The notion of raising standards sounds good. Who could be against raising educational standards? Don’t we all want our kids to do better? Of course we do. The problem is that, when a single standard is applied to all students, it doesn’t necessarily qualify as an improvement across the board - especially when the standard is quantified using a single, uniform test.


By definition, we want most students to meet the standard, so it will be set at a point that most students can reasonably be expected to achieve, given appropriate instruction and resources.


But also by definition, some students will have the ability to surpass the standard -- in some cases, by quite a lot -- and some students may even be able to do that with little or no instruction at all. These are the high-ability students that exist in some number in every school everywhere. For them, the standard is set below the level they can reasonably be expected to achieve.

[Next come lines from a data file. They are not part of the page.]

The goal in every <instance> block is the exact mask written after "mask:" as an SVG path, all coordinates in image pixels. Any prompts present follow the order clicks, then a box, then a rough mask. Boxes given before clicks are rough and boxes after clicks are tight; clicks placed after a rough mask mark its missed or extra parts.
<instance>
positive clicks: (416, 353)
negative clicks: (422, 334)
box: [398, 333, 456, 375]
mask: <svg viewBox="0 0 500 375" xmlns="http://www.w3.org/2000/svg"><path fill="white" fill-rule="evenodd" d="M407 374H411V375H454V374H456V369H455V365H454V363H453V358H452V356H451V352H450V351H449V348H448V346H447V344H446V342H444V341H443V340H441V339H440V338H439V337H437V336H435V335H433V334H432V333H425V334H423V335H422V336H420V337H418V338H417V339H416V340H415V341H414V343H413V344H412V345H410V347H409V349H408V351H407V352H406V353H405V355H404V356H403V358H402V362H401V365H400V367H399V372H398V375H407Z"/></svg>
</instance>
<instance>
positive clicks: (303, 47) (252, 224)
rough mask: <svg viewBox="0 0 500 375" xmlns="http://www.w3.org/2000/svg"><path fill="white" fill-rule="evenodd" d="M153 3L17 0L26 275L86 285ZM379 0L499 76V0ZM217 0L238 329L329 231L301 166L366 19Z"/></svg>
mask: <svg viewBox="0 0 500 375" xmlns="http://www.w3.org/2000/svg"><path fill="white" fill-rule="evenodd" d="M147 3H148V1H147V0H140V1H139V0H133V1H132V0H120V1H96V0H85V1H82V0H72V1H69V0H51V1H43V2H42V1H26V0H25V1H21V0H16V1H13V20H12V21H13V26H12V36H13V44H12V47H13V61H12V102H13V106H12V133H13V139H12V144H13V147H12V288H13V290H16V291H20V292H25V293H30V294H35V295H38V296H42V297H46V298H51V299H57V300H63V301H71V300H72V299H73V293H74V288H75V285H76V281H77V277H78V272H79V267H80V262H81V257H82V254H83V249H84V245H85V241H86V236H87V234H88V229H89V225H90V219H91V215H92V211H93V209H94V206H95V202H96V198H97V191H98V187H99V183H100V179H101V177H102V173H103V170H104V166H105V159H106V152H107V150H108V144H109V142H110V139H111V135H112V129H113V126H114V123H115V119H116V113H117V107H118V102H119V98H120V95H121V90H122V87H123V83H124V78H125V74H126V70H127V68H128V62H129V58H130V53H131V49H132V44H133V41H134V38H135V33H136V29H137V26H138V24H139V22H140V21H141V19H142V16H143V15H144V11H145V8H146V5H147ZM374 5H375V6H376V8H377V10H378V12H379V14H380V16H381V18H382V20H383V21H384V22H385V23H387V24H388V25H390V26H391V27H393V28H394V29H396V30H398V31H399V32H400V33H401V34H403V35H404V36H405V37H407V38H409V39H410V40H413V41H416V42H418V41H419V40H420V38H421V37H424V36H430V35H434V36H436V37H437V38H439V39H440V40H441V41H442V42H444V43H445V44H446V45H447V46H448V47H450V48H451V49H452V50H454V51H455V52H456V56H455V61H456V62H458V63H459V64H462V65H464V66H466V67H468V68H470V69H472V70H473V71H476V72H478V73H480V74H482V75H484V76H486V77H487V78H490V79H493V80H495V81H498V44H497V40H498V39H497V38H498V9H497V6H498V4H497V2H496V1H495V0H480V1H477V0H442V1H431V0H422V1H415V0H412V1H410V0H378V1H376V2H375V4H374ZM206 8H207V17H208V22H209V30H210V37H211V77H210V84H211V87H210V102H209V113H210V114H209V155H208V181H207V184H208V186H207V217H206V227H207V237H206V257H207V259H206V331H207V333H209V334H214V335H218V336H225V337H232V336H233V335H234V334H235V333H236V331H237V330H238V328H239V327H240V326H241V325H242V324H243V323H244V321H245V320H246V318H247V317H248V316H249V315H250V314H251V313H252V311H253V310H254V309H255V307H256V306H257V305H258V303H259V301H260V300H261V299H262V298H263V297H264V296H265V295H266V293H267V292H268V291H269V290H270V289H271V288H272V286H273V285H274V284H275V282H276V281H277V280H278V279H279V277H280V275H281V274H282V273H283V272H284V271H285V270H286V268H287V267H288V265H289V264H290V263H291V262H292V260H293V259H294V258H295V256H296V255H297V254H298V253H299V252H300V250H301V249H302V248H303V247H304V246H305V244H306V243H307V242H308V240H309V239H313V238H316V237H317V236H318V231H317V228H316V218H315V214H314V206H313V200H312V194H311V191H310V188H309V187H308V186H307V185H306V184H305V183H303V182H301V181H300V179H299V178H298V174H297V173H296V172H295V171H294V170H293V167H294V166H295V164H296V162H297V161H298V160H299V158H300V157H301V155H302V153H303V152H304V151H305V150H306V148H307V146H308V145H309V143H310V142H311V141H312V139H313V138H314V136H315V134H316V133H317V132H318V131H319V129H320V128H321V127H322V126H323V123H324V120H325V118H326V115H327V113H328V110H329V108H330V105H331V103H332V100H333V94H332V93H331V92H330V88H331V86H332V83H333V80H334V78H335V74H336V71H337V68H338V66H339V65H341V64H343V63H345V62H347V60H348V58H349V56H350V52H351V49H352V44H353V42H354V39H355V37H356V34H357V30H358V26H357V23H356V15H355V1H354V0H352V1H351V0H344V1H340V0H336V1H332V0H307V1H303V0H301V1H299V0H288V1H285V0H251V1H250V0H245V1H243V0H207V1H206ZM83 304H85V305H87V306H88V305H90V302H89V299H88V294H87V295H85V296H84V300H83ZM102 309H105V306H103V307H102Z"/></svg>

According to my reading of the executive summary of the Race to the Top program -- and if I’ve missed something, I’d be most grateful if someone would point it out -- the program’s guidelines do not take these kids into consideration. Quite the opposite -- the guidelines specifically call for uniform standards across the board, and when most kids meet those, the job is considered to have been well done. What’s more, states are encouraged to peg teacher compensation, promotion, and retention to these standards. In other words, educators will have material incentives to make sure that the lower-performing students are raised to meet the standard, and no incentives (other than their consciences, of course) to make sure that the higher-achieving students show similar improvement, even if that means reaching a standard above the norm.


And this is why Race to the Top looks suspiciously like a race to the middle.


We need a more nuanced approach that actively elicits the best from every single student no matter what their ability level. Linking rewards to absolute scores achieved on standardized tests is a recipe for the mediocritization of public education.


And it’s not just the high-ability students who end up suffering. When test performance becomes the ultimate arbiter of success, it’s inevitable that the classroom experience is narrowed, with things like critical thinking and creativity shunted aside in favor of goal-oriented instruction that aims to wring the best possible score out of each kid during that critical week of standardized testing. At its worst, it becomes an exercise in joyless, spirit-crushing repetition more likely to turn kids off to school than to inspire them to excel.


There’s something even more disturbing to me than all that, though. Race to the Top, like No Child Left Behind before it, treats education like a business plan, in which we set quantifiable targets in order to increase productivity and optimize output. But that’s not what education should be, and it’s not the way to achieve true greatness as a society. Education is its own end, because the intellectual development of every individual enhances society as a whole in ways that go far beyond the bottom line. It informs our values, enhances our creativity, broadens our vision, and brings us together through shared interests and common goals. What concerns me most is that we seem to have given up on all that, settling instead for a much narrower vision and a more anemic ideal.


And that’s something we shouldn’t be inflicting on any of our children.


NOTE: Del Siegle, president of the National Association for Gifted Children, wrote an open letter to education secretary Arne Duncan with some recommendations on how to address the needs of high-ability students in Race to the Top. Unless I missed something, the kind of explicit acknowledgement of the needs of gifted kids called for in this letter didn't make it into the final guidelines.